The global economy is often framed as a system of free trade and open markets, but an infrastructure built on violence lies beneath this idealised narrative. From forced labour to militarised trade routes and covert operations protecting corporate interests, international commerce is sustained not merely by supply and demand but by a network of coercion, intimidation, and outright warfare.
Slave Labor and Forced Exploitation in Global Supply Chains
Many of the goods we consume daily—our food, clothing, and electronics—are produced under conditions that closely resemble modern slavery. The cocoa fields of West Africa are infamous for child labour, with children trafficked and forced to work under inhumane conditions. Similarly, in South Asian textile factories, wages are kept artificially low through state-sanctioned repression of labour movements. This pattern of exploitation ensures that Western companies can maintain cheap production while externalizing the costs onto vulnerable workers.
The International Monetary Fund (IMF) and World Bank have also played a significant role in deepening economic coercion. Their policies, often designed to benefit Western investors, have left Third World nations dependent on foreign capital while enforcing austerity measures that drive people into exploitative labour markets.
Militarised Protection of Trade Routes
Global trade routes rely on naval power to ensure uninterrupted commerce. The United States, for instance, maintains military bases in key strategic locations, such as the Philippines and the Middle East, to safeguard its economic interests. The U.S. Navy polices critical sea lanes like the Strait of Hormuz, the South China Sea, and the Suez Canal, under the pretence of countering piracy. However, these military operations primarily protect Western multinational interests from disruptions by local actors who have been economically disenfranchised by the same trade systems.
During the Gulf War, one of the primary objectives of U.S. intervention was to ensure continued control over Middle Eastern oil, reinforcing that military force is deployed not for ethical or humanitarian reasons but to maintain the economic order.
Private Military Forces and Coup Support
Beyond state militaries, private security companies and mercenary forces are frequently used to enforce corporate control over resource-rich areas. The U.S. government, for example, has historically funded paramilitary groups in Latin America to protect business interests. One well-documented example is the overthrow of Guatemala’s democratically elected president, Jacobo Árbenz, in 1954. The coup was backed by the CIA on behalf of the United Fruit Company, which saw Árbenz’s land reforms as a threat to its monopolistic hold over banana exports.
Similarly, in Africa, corporate-funded militias have violently suppressed workers and local communities to ensure continued resource extraction. In the Democratic Republic of the Congo, private military firms have been employed to guard mining operations from local resistance movements, often with the tacit support of Western powers.
The Arms Trade and Its Role in Sustaining Economic Order
A key yet often overlooked element of global commerce is the arms trade. The United States, the United Kingdom, Russia, and China are the largest arms exporters, and their weapons often fuel conflicts that serve economic interests. These arms are sold not only to governments but also to private security firms and mercenary groups, which use them to maintain control over economic assets.

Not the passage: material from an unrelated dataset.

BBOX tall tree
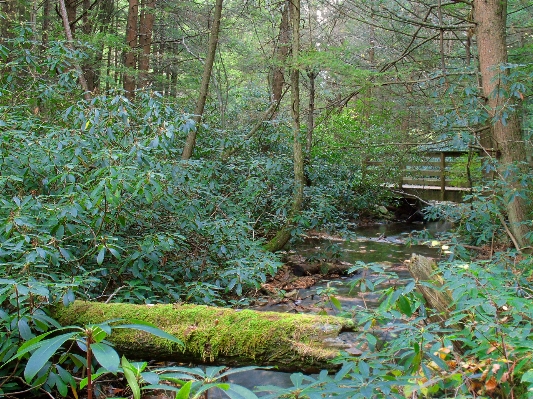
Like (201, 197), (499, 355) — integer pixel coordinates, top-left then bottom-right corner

For example, U.S. military aid has been found to correlate strongly with human rights abuses, with aid disproportionately flowing to regimes that use torture and repression to maintain economic "stability". This was evident in the U.S.'s support for brutal regimes in Latin America throughout the Cold War, ensuring that local governments remained friendly to American corporate interests while suppressing leftist movements that threatened economic hegemony.
Covert Operations and Training Programs
One of the most insidious forms of global economic enforcement is the use of covert operations and training programs to prop up compliant regimes. The U.S. has repeatedly trained foreign military personnel through programs like the School of the Americas (now WHINSEC), where Latin American officers were taught counterinsurgency tactics, often used to crush labour movements and peasant uprisings.
The CIA's involvement in the global drug trade also serves as a covert economic enforcement mechanism. During the Vietnam War, the agency facilitated drug trafficking in Laos and Thailand, ensuring that its proxy forces had a steady revenue stream while simultaneously destabilizing local resistance movements.
Conclusion: Violence as the Engine of Global Trade
The romanticised image of globalisation as a free and fair marketplace masks the reality that the system relies on coercion at multiple levels. Whether through the direct use of military force, economic policies that perpetuate poverty, or the backing of authoritarian regimes, the world's trade networks function not through voluntary exchange alone but through a structured application of violence.
Understanding this reality forces us to rethink the nature of economic relationships and raises the question: if trade must be upheld through force, is it truly free at all?